The narrator goes to the House of Usher. It is unkempt with cracks, decays in various places and has an evil atmosphere. His friend Roderick, who is both physically and emotionally sick, sent him a letter requesting his company and assistance. The narrator finds the inside of the house as creepy as the outside. He notes that Roderick is less energetic and looks pale unlike before (Poe 2010). Roderick explains that he suffers from “a family evil” but dismisses it. He alleges to have a heightened sensory acuteness which is causing him to be in great pain. Later on, the narrator finds out that Madeline is in fact Roderick’s twin sister. Madeline has a mysterious sickness that is not treatable. The narrator tries to cheer Roderick up to no avail. He learns that Roderick himself is afraid of his own house (Douglas 2005).

When Madeline dies, Roderick decides to bury her temporarily in the tombs just below the house. With the events that follow, the narrator is unable to sleep because of Roderick’s uneasiness. The narrator reads “Mad Trist” by Sir Lancelot Canning, a medieval romance that assures that Roderick will help him through the night. In the middle of him reading, he hears sounds (Kerry Vermillion and Quinn McCumber 2000). He first thinks that it is his imagination, but they later become so distinct and cannot be ignored. He notices that Roderick is muttering to himself saying that he has been hearing the sounds for quite a long time and believes that Madeline is trying to escape since they buried her alive. As the wind blows the door open, they see Madeline standing in a white robe. Roderick is so terrified that he dies. The narrator gets a chance to flee and as he does that, the entire house crumbles to the ground (Gale 2001).

Symbolism

Death

This is defined as a permanent termination. This book falls into the Gothic category. We see that each and every character in this book is linked to death. Physically, the House of Usher symbolizes death. Descriptions such as “eye-like windows” and “minute fungi…hanging in a fine tangled web-work from the eaves,” among others are used.

The Small Fissure

Upon his arrival, the narrator notices cracks in the House of Usher, which refers both to family and the building. The small fissure represents the disruption in the togetherness of the family specifically between Roderick and his sister Madeline. This disruption tears the family and the house to pieces.

The Name ‘Usher’

An usher refers to a doorman or doorkeeper. With this in mind, Roderick Usher opens the door to a scary, eerie world for the narrator to be in.

Poe’s style of telling the story is quite unique. There are themes, motifs and symbolism which are significant (Poe 2010).

Reference
1. Gale Cengage, (2001).
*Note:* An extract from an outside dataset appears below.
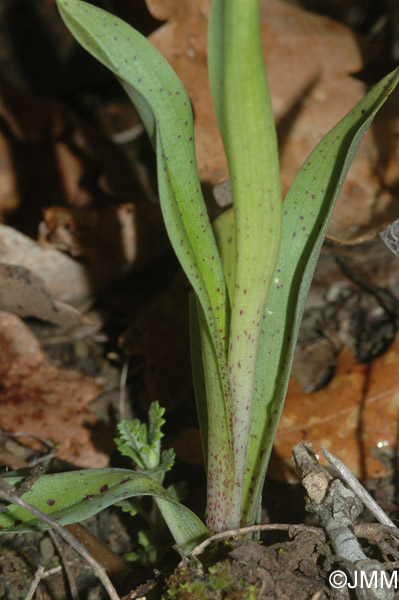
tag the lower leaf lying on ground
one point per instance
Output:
(77, 495)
Nineteenth-Century Literary Criticism.
2. Poe, Edgar Allan. “The Fall of the House of Usher” (illustrated by Alastair ed.). McLean Books. Retrieved 6 April 2010. The Fall of the House of Usher.
3. Edgar Allan Poe. (28 Oct. 2005). Biographical Contexts for “The Fall of the House of Usher” by Douglas Scharf.
4. Beyond Empiricism and Transcendentalism (2000). Historical Contexts for “The Fall of the House of Usher” by Kerry Vermillion and Quinn McCumber.